Building rapport with your customers may seem more like a pleasant side-effect of correspondence than a serious business strategy. Sure, it makes conversations more interesting, produces a real connection, and reminds you that the statistics you’re chasing — whether they be sales conversions or MQLs or anything else – are tied to real people. But building real relationships for your business is more than just a nice guy routine. It can have a noticeable impact on your business.
Want your customers to succeed
Seems simple, is simple. Your customers are the lifeblood — to be cliche — of your business. Their success is your success. Give them information and tools to help them be successful, including thought leadership content, ebooks and more.
Meet face-to-face and know your customers
You have to know your customers and let them know you. Meet face-to-face and build relationships.
Drew Frey, Customer Marketing Manager at ReadyTalk said, “You do business with people, and more importantly, you do business with people that you like — that make it easy for you to do business with them. It might be Mark from sales, or Cheri from account management — putting a face to a name is really powerful.”

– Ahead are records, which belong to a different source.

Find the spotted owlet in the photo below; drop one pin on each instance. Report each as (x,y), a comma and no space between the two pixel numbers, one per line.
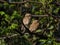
(34,25)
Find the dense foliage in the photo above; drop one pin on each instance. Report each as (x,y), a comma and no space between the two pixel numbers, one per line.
(10,20)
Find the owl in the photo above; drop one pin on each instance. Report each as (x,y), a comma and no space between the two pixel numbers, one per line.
(34,25)
(26,19)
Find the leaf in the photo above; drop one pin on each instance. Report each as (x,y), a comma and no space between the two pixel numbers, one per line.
(2,13)
(38,30)
(51,27)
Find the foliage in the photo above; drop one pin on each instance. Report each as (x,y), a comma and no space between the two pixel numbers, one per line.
(10,19)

Deliver a positive brand experience every time
Another aspect is a customer’s relationship to an organization as a whole. Deliver the brand promise in every interaction — from Marketing to Sales to Account Management to Customer Service. The entire process should be about building a good relationship at every single touch point, everywhere along the journey.
With social media, it’s more important than ever for those touch points to be positive, too. People will tell friends and family (potential customers) if they like or dislike their experience.

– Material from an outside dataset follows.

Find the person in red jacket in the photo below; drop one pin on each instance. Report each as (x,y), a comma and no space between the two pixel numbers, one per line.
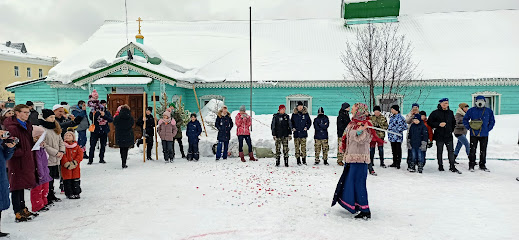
(243,123)
(429,130)
(70,170)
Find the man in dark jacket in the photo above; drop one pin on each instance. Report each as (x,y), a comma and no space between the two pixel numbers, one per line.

Turn Mistakes Into Opportunities
Mistakes happen no matter who you are or what your business is, but the way you address them can make a world of difference.
“I’d argue a huge part of ReadyTalk’s success is the rapport part of our business,” said Kim Wachtel, ReadyTalk’s director of customer experience. “If something goes wrong, handling it with integrity and proactive communication can actually build on that rapport and relationship, helping you retain customers in spite of those problems,” said Kim Wachtel, ReadyTalk’s director of customer experience.
Recently, a customer let us know our theories were right with a small unprompted post.
Target true advocates and give them opportunities to shine
Seth Godin talks about bringing advocates into your tribe, because they’re stronger than just brand ambassadors. They’ll talk about your product with friends, share thoughts on social media, and go beyond the typical business relationship to provide benefits you never thought of.
Take a recent experience at ReadyTalk. One of our salespeople cold-called a prospect, and on the other end of the call was someone who’d recently had a bad experience with a competitor and was considering switching. That prospect became a customer, and because ReadyTalk delivered more than the bare minimum, that customer became an advocate.
“Not only does he love ReadyTalk’s core product, but he’s so passionate about the experience he’s had that he’s willing to go above and beyond,” Drew explained. “A customer that started from a cold call has now provided us with a case study, a testimonial, and feedback to our product team, and will be mentioned in a media opportunity. And that’s just the last two weeks.”
You can cultivate advocates like this in a number of ways, and while they receive an experience they never imagined, you’re getting smart, savvy and loyal customers to share what they think about you.
Invite them to tradeshows
Shelby Knops, a ReadyTalk customer from Birst, attended a recent tradeshow with us. Shelby agreed to speak candidly with potential customers about ReadyTalk and our products. He answered questions and endorsed ReadyTalk consistently and honestly.
That never would have happened if Shelby didn’t feel a real connection to ReadyTalk, and real connection only comes with an intentional effort, consistent integrity and goodwill, and a desire for your customers to truly succeed.
Give them a community … and prizes
Another powerful part of ReadyTalk’s customer marketing is the Summit Club. It’s an online community where customers — true advocates — can interact with peers and employees. They’re also rewarded for feedback and “challenges” — like sharing information with peers. They get points for their advocacy and can redeem them for prizes.
In the end, happy customers create more happy customers
“Word of mouth is the oldest marketing channel in the book,” said Drew. “It’s also the most effective. If you provide a good experience, and go above and beyond to help your customers succeed, they’re going to tell people.”
Who? They’re going to tell their families and friends, people at networking events, partners, vendors — and those referrals are more powerful than any other marketing tools.
“It’s easy to discount word of mouth virality because it’s hard to track… But I really think there’s this undercurrent of good will and doing the right thing that goes a long way. It can even smooth over some rough patches,” said Drew. And that brings us full circle.
“How can you attain these prospects that don’t even know about you? I think a lot of it can be done with, yes, marketing efforts in general, but also by providing a great experience for your existing customers so they can’t help but tell their friends,” Drew says.